Fernanda Saad usando uma máquina de escrever em um jardim, simbolizando a escrita de uma carta de encorajamento para mulheres que moram fora e estão se sentindo perdidas e inseguras.
Morando Fora

Carta pra quem tá morando fora

Oii meninas, palavras de forças pra quem anda angustiada, perdida, cansada e se perguntando “que que eu tô fazendo da vida”.

Eu mudei aqui pra austrália já faz 18 anos e penso muito em vocês, dando passos que eu dei há muito tempo atrás, convivendo com as mesmas angústias, tendo os mesmos tipos de questionamentos.

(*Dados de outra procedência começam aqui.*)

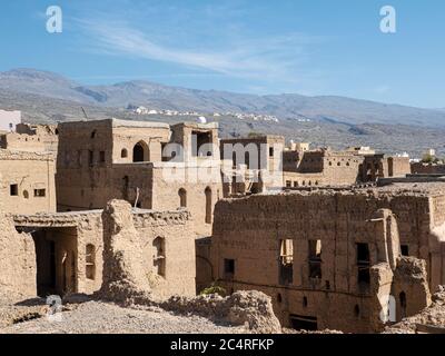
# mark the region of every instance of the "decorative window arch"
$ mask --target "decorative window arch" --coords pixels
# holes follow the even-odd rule
[[[166,239],[158,236],[154,239],[152,246],[156,251],[154,255],[154,266],[157,267],[157,273],[159,276],[166,276]]]
[[[150,150],[148,145],[144,141],[139,141],[132,148],[132,161],[134,162],[148,162],[150,161]]]
[[[180,188],[178,195],[179,195],[179,206],[181,208],[187,208],[187,190]]]
[[[92,244],[88,244],[86,247],[85,256],[86,276],[88,279],[96,279],[96,247]]]

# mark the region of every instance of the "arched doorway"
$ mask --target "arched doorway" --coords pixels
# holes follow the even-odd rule
[[[187,208],[187,190],[180,188],[178,195],[179,195],[179,206],[181,208]]]
[[[211,224],[211,189],[207,187],[206,194],[206,224]]]
[[[400,303],[400,319],[404,319],[404,318],[406,318],[406,293],[402,291],[398,295],[398,299]]]

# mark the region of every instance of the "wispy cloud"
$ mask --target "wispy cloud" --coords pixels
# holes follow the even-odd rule
[[[231,37],[217,47],[195,41],[172,43],[127,22],[77,20],[91,39],[92,50],[155,61],[172,62],[225,76],[298,82],[300,65],[308,60],[307,46],[320,38],[301,33],[267,38]],[[149,34],[151,33],[151,34]],[[202,33],[205,36],[205,33]],[[175,38],[171,33],[170,38]]]

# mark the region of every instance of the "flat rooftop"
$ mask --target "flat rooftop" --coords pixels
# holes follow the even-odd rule
[[[405,196],[437,196],[445,195],[445,181],[428,182],[392,182],[384,186],[352,186],[352,187],[312,187],[288,188],[279,195],[405,195]]]

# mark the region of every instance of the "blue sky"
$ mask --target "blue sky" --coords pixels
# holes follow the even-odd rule
[[[386,4],[396,33],[379,30]],[[46,31],[49,6],[63,11],[62,33]],[[445,107],[442,0],[17,0],[0,9],[0,71]]]

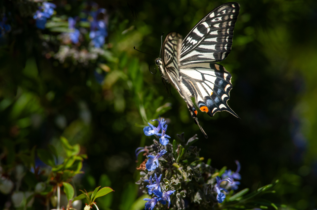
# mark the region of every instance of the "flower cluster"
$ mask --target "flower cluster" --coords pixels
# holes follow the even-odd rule
[[[56,8],[56,5],[52,3],[47,2],[43,3],[42,6],[39,7],[39,9],[36,11],[33,18],[36,20],[36,27],[40,29],[45,28],[45,24],[48,18],[51,16],[54,13],[54,9]]]
[[[146,136],[152,136],[152,135],[156,135],[158,136],[160,136],[159,138],[159,142],[162,145],[166,145],[170,142],[169,140],[167,138],[170,138],[171,137],[168,135],[165,134],[166,130],[167,129],[167,125],[165,125],[166,121],[164,120],[164,118],[161,119],[160,117],[160,120],[153,120],[152,121],[155,121],[158,122],[158,125],[157,127],[155,127],[153,125],[149,123],[147,123],[149,126],[146,126],[143,129],[143,132]],[[165,125],[165,126],[164,126]],[[158,133],[160,130],[162,129],[162,133]]]
[[[222,178],[228,177],[232,180],[232,183],[231,183],[231,188],[234,190],[237,189],[239,187],[238,185],[240,184],[240,182],[234,181],[234,179],[237,179],[238,180],[241,179],[241,175],[239,173],[241,168],[240,163],[237,160],[236,160],[236,164],[237,164],[237,170],[235,172],[232,172],[230,169],[228,170],[226,170],[221,176]]]
[[[154,174],[154,176],[153,179],[155,180],[154,182],[152,182],[153,179],[152,179],[152,176],[150,177],[150,179],[144,180],[145,182],[150,183],[150,185],[146,185],[146,187],[147,188],[148,190],[149,195],[151,195],[153,194],[156,196],[152,199],[145,198],[143,199],[145,201],[147,201],[145,204],[146,209],[148,209],[150,210],[152,210],[155,205],[159,201],[161,203],[165,205],[167,201],[168,202],[168,208],[170,208],[170,205],[171,204],[171,198],[170,196],[173,194],[176,190],[169,190],[163,193],[162,192],[161,187],[160,186],[160,182],[161,181],[162,175],[160,175],[158,177],[156,174]]]
[[[166,134],[167,125],[164,119],[160,118],[156,127],[150,123],[143,129],[146,136],[159,137],[159,143],[153,140],[154,143],[135,150],[138,156],[143,152],[147,158],[141,164],[138,170],[141,170],[141,177],[137,183],[140,185],[143,192],[151,196],[145,199],[146,209],[162,209],[157,204],[168,202],[173,209],[197,209],[197,203],[206,209],[212,208],[217,203],[223,205],[226,193],[230,190],[235,190],[240,184],[234,180],[240,180],[239,174],[240,164],[236,161],[238,167],[235,172],[220,171],[213,168],[199,157],[200,149],[192,145],[197,140],[197,135],[190,138],[185,143],[184,133],[178,136],[180,139],[178,144],[175,140],[172,144]],[[159,174],[158,176],[157,174]],[[220,177],[222,177],[222,178]],[[172,201],[170,196],[176,196]]]
[[[219,203],[223,202],[224,199],[226,198],[226,195],[223,193],[222,192],[221,190],[223,190],[226,193],[228,192],[228,190],[226,189],[220,187],[220,185],[221,182],[224,181],[229,182],[230,184],[232,183],[232,181],[230,178],[226,178],[220,179],[220,177],[218,176],[216,177],[217,184],[215,185],[214,190],[217,192],[217,201]]]
[[[95,12],[91,13],[93,18],[90,23],[90,32],[89,37],[92,39],[95,47],[100,48],[105,44],[105,39],[108,36],[106,22],[103,20],[98,20],[97,17],[100,13],[106,14],[105,9],[101,8]]]

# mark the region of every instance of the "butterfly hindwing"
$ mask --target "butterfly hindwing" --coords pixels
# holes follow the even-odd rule
[[[217,64],[191,65],[183,66],[180,70],[182,86],[190,93],[188,95],[195,97],[200,110],[211,117],[217,112],[226,111],[238,118],[227,104],[232,87],[230,73]]]
[[[167,77],[168,80],[175,87],[181,97],[186,102],[191,115],[195,120],[205,137],[207,138],[207,134],[198,122],[196,116],[197,111],[193,104],[190,96],[181,86],[182,79],[179,74],[178,63],[181,43],[181,36],[176,32],[171,32],[166,35],[162,46],[163,65],[160,68],[163,69],[162,71],[163,75],[167,75],[165,76]]]
[[[193,28],[183,41],[181,65],[216,63],[229,54],[240,6],[236,2],[216,8]]]

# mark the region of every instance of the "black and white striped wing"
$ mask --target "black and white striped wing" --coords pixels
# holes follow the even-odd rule
[[[240,8],[236,2],[223,4],[196,24],[183,41],[181,65],[216,63],[226,58],[231,49]]]
[[[224,67],[205,63],[191,65],[181,67],[181,86],[186,95],[195,97],[200,110],[211,117],[217,112],[226,111],[240,118],[227,104],[232,86],[231,75]]]
[[[197,111],[191,101],[191,96],[189,95],[188,93],[185,92],[182,87],[182,81],[183,79],[180,75],[178,63],[181,41],[181,36],[176,32],[171,32],[166,35],[162,46],[162,68],[165,69],[162,73],[165,77],[167,77],[165,78],[173,84],[179,95],[186,102],[191,115],[195,120],[205,137],[207,138],[207,134],[198,122],[196,115]],[[164,70],[165,72],[164,71]],[[167,75],[165,75],[165,74]]]

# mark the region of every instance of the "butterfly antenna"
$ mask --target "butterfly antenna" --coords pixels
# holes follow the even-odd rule
[[[167,87],[166,86],[166,83],[165,82],[165,80],[163,79],[163,77],[162,76],[161,76],[162,77],[162,83],[164,84],[164,86],[165,87],[165,90],[166,90],[166,92],[167,92],[167,94],[168,94],[168,97],[170,97],[170,94],[168,93],[168,89],[167,89]]]
[[[162,35],[161,36],[161,50],[159,51],[159,56],[161,56],[161,52],[162,51],[162,46],[163,45],[163,34],[164,34],[164,32],[162,34]]]
[[[147,54],[148,55],[152,55],[152,56],[154,56],[154,57],[155,57],[155,58],[156,58],[157,59],[158,59],[158,58],[157,57],[156,57],[156,56],[154,56],[154,55],[152,55],[152,54],[150,54],[149,53],[146,53],[146,52],[142,52],[142,51],[139,51],[139,50],[137,50],[137,49],[135,49],[135,46],[134,46],[134,47],[133,47],[133,49],[134,49],[135,50],[136,50],[137,51],[138,51],[139,52],[143,52],[143,53],[145,53],[145,54]]]
[[[152,64],[150,64],[150,65],[149,65],[149,71],[150,71],[150,73],[151,73],[152,74],[155,74],[156,73],[156,69],[155,68],[155,67],[154,67],[154,69],[155,70],[155,73],[153,73],[152,72],[152,71],[151,71],[151,70],[150,68],[150,66],[151,65],[153,65],[153,64],[155,64],[155,63]]]

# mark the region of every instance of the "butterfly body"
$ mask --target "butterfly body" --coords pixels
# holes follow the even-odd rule
[[[232,88],[231,75],[216,63],[230,52],[239,8],[235,2],[219,6],[198,22],[184,40],[177,32],[169,33],[162,45],[161,58],[156,60],[162,77],[177,90],[206,138],[192,97],[200,111],[211,117],[226,111],[239,118],[227,104]]]

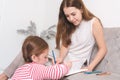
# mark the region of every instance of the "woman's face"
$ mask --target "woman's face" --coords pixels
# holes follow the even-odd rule
[[[78,26],[82,21],[82,9],[76,7],[65,7],[63,9],[67,20],[75,26]]]

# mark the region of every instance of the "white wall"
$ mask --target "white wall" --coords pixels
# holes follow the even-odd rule
[[[104,27],[120,27],[120,0],[83,0]]]
[[[0,70],[18,54],[25,38],[17,29],[26,29],[30,20],[37,34],[57,23],[62,0],[0,0]],[[120,27],[119,0],[84,0],[87,8],[98,16],[104,27]]]

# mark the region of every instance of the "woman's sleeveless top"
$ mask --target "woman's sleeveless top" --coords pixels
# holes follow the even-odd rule
[[[93,19],[82,20],[76,31],[72,34],[71,45],[69,46],[67,60],[77,61],[79,68],[87,61],[89,63],[95,39],[92,32]]]

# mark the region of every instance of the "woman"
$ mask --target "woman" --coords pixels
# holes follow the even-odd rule
[[[61,43],[61,44],[60,44]],[[98,52],[94,60],[89,63],[94,44],[98,45]],[[60,56],[57,63],[66,58],[77,60],[79,68],[84,63],[88,71],[92,71],[106,54],[103,27],[100,20],[85,7],[82,0],[63,0],[60,6],[56,36],[57,48]]]
[[[61,46],[60,41],[62,43]],[[98,52],[94,60],[89,63],[95,43],[98,45]],[[80,68],[87,60],[88,65],[86,68],[88,71],[92,71],[105,56],[107,49],[102,24],[96,16],[87,10],[82,0],[62,1],[57,26],[56,45],[57,48],[60,48],[60,56],[57,59],[57,63],[62,63],[65,58],[72,56],[72,59],[80,59]],[[19,66],[16,59],[14,63]],[[22,61],[22,56],[19,56],[19,59],[21,60],[18,61]],[[11,77],[18,67],[12,65],[14,64],[5,69],[0,76],[1,78]],[[11,70],[10,67],[14,69]]]

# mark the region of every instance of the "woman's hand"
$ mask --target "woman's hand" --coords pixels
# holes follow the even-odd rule
[[[7,75],[5,75],[4,73],[0,74],[0,80],[8,80]]]
[[[93,68],[90,66],[83,67],[82,69],[87,69],[87,72],[93,71]]]
[[[64,64],[70,69],[72,67],[72,62],[64,62]]]

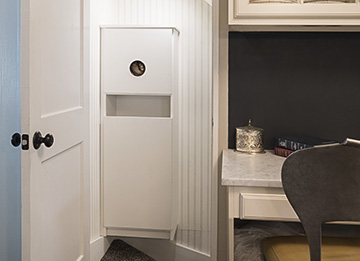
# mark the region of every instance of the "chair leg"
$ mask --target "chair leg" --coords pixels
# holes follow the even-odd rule
[[[303,224],[310,248],[310,260],[321,261],[321,224]]]

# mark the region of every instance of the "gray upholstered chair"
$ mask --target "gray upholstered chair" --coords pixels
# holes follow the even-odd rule
[[[321,237],[324,222],[360,221],[360,141],[347,139],[344,144],[297,151],[285,160],[281,175],[307,241],[305,237],[265,239],[266,260],[303,261],[310,256],[311,261],[321,256],[360,260],[359,238]]]

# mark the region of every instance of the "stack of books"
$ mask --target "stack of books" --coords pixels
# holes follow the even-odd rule
[[[306,136],[287,136],[275,138],[275,155],[287,157],[296,150],[334,144],[336,141]]]

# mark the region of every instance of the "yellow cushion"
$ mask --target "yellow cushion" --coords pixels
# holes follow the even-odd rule
[[[263,242],[266,261],[310,260],[306,237],[271,237]],[[360,238],[323,237],[322,260],[359,261]]]

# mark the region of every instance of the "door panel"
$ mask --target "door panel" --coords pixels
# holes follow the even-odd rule
[[[43,260],[77,260],[82,255],[82,150],[79,144],[41,163]]]
[[[31,140],[24,260],[88,260],[88,0],[23,0],[22,7]],[[36,131],[51,133],[54,144],[34,149]]]
[[[41,116],[81,106],[81,0],[35,0],[32,13],[38,24],[33,56],[41,91]],[[70,7],[70,8],[69,8]],[[45,11],[46,10],[46,11]]]
[[[20,3],[0,1],[0,260],[21,260]]]

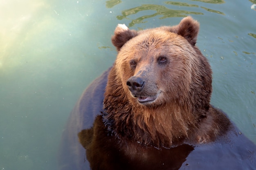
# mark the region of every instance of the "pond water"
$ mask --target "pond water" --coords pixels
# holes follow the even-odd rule
[[[256,0],[11,0],[0,2],[0,170],[56,170],[70,113],[111,66],[116,25],[200,23],[211,103],[256,144]]]

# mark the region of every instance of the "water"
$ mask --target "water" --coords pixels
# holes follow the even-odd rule
[[[31,0],[0,3],[0,170],[55,170],[81,93],[112,65],[116,25],[200,23],[211,104],[256,143],[256,11],[251,0]]]

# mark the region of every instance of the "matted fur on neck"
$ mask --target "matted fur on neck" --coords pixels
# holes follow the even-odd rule
[[[197,116],[186,105],[173,102],[150,107],[131,102],[115,69],[114,65],[103,102],[103,121],[112,135],[121,140],[169,148],[183,142],[197,128]]]

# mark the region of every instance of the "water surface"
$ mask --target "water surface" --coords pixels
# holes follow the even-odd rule
[[[255,0],[11,0],[0,3],[0,170],[56,169],[69,114],[111,66],[118,23],[143,29],[200,23],[197,45],[213,74],[211,104],[256,143]]]

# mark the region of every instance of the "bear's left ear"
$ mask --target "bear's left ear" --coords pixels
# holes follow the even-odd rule
[[[119,24],[112,36],[112,44],[119,51],[121,47],[128,40],[137,35],[137,31],[130,30],[124,24]]]
[[[183,18],[175,27],[177,34],[186,38],[192,46],[195,45],[199,32],[199,23],[197,21],[188,16]]]

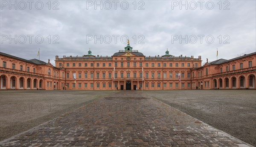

E é o tipo de coisa que quem não vive, não entende. A gente se sente sozinha porque morar fora é um puta sonho e é realmente um privilégio, mas nem por isso é fácil.

A gente é jogada num outro mundo, com outro idioma, outro jeito de viver, de lidar com problema.

Demora pra gente aprender os códigos sociais, nos sentimos peixe fora d’água e gastamos uma energia enorme pra fazer o básico porque tudo é novo, tudo é desafio.

Nesse processo, a gente muitas vezes até esquece do porquê acabamos aqui.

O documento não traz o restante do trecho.